[RFC containers] 8281181 JDK's interpretation of CPU Shares causes underutilization

Mon Feb 14 06:07:16 UTC 2022

On 2/8/2022 3:32 AM, Severin Gehwolf wrote:
> On Mon, 2022-02-07 at 22:29 -0800, Ioi Lam wrote:
>> On 2022/02/07 10:36, Severin Gehwolf wrote:
>>> On Sun, 2022-02-06 at 20:16 -0800, Ioi Lam wrote:
>>>> Case (4) is the cause for the bug in JDK-8279484
>>>>
>>>> Kubernetes set the cpu.cfs_quota_us to 0 (no limit) and cpu.shares to 2.
>>>> This means:
>>>>
>>>> - This container is guaranteed a minimum amount of CPU resources
>>>> - If no other containers are executing, this container can use as
>>>>      much CPU as available on the host
>>>> - If other containers are executing, the amount of CPU available
>>>>      to this container is (2 / (sum of cpu.shares of all active
>>>>      containers))
>>>>
>>>>
>>>> The fundamental problem with the current JVM implementation is that it
>>>> treats "CPU request" as a maximum value, the opposite of what Kubernetes
>>>> does. Because of this, in case (4), the JVM artificially limits itself
>>>> to a single CPU. This leads to CPU underutilization.
>>> I agree with your analysis. Key point is that in such a setup
>>> Kubernetes sets CPU shares value to 2. Though, it's a very specific
>>> case.
>>>
>>> In contrast to Kubernetes the JVM doesn't have insight into what other
>>> containers are doing (or how they are configured). It would, perhaps,
>>> be good to know what Kubernetes does for containers when the
>>> environment (i.e. other containers) changes. Do they get restarted?
>>> Restarted with different values for cpu shares?
>> My understanding is that Kubernetes will try to do load balancing and
>> may migrate the containers. According to this:
>>
>> https://stackoverflow.com/questions/64891872/kubernetes-dynamic-configurationn-of-cpu-resource-limit
>>
>> If you change the CPU limits, a currently running container will be shut
>> down and restarted (using the new limit), and may be relocated to a
>> different host if necessary.
>>
>> I think this means that a JVM process doesn't need to worry about the
>> CPU limit changing during its lifetime :-)
>>> Either way, what are our options to fix this? Does it need fixing?
>>>
>>>    * Should we no longer take cpu shares as a means to limit CPU into
>>>      account? It would be a significant change to how previous JDKs
>>>      worked. Maybe that wouldn't be such a bad idea :)
>> I think we should get rid of it. This feature was designed to work with
>> Kubernetes, but has no effect in most cases. The only time it takes
>> effect (when no resource limits are set) it does the opposite of what
>> the user expects.
> I tend to agree. We should start with a CSR review of this, though, as
> it would be a behavioural change as compared to previous versions of
> the JDK.

Hi Severin,

Sorry for the delay. I've created a CSR. Could you take a look?
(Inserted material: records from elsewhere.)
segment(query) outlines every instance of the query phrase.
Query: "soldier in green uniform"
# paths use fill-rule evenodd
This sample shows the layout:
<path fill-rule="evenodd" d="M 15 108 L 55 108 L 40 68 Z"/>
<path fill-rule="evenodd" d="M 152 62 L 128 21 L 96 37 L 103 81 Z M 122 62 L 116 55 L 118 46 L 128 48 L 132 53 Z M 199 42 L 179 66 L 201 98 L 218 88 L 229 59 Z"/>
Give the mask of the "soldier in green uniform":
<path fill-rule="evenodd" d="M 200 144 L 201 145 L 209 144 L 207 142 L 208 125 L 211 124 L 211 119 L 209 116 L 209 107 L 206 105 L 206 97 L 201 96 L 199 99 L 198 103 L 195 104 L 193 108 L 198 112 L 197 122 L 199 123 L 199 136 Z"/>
https://bugs.openjdk.java.net/browse/JDK-8281571

>
>> Also, the current implementation is really tied to specific behaviors of
>> Kubernetes + docker (the 1024 and 100 constants). This will cause
>> problems with other container/orchestration software that use different
>> algorithms and constants.
> There are other container orchestration frameworks, like Mesos, which
> behave in a similar way (1024 constant is being used). The good news is
> that mesos seems to have moved to a hard-limit default. See:
>
> https://mesos.apache.org/documentation/latest/quota/#deprecated-quota-guarantees
>
>>>    * How likely is CPU underutilization to happen in practise?
>>>      Considering the container is not the only container on the node,
>>>      then according to your formula, it'll get one CPU or less anyway.
>>>      Underutilization would, thus, only happen when it's an idle node
>>>      with no other containers running. That would suggest to do nothing
>>>      and let the user override it as they see fit.
>> I think under utilization happens when the containers have a bursty
>> usage pattern. If other containers do not fully utilize their CPU
>> quotas, we should distribute the unused CPUs to the busy containers.
> Right, but this isn't really something the JVM process should care
> about. It's really a core feature of the orchestration framework to do
> that. All we could do is to not limit CPU for those cases. On the other
> hand there is the risk of resource starvation too. Consider a node with
> many cores, 50 say, and a very small cpu share setting via container
> limits. The experience running a JVM application in such a set up would
> be very mediocre as the JVM thinks it can use 50 cores (100% of the
> time), yet it would only get this when the rest of the
> containers/universe is idle.

I think we have a general problem that's not specific to containers. If 
we are running 50 active Java processes on a bare-bone Linux, then each 
of them would be default use  a 50-thread ForkJoinPool. In each process 
is given an equal amount of CPU resources, it would make sense for each 
of them to have a single thread FJP so we can avoid all thread context 
switching.

Or, maybe the Linux kernel is already good enough? If each process is 
bound to a single physical CPU, context switching between the threads of 
the same process should be pretty lightweight. It would be worthwhile 
writing a test case ....

Thanks
- Ioi

>
> Thanks,
> Severin
>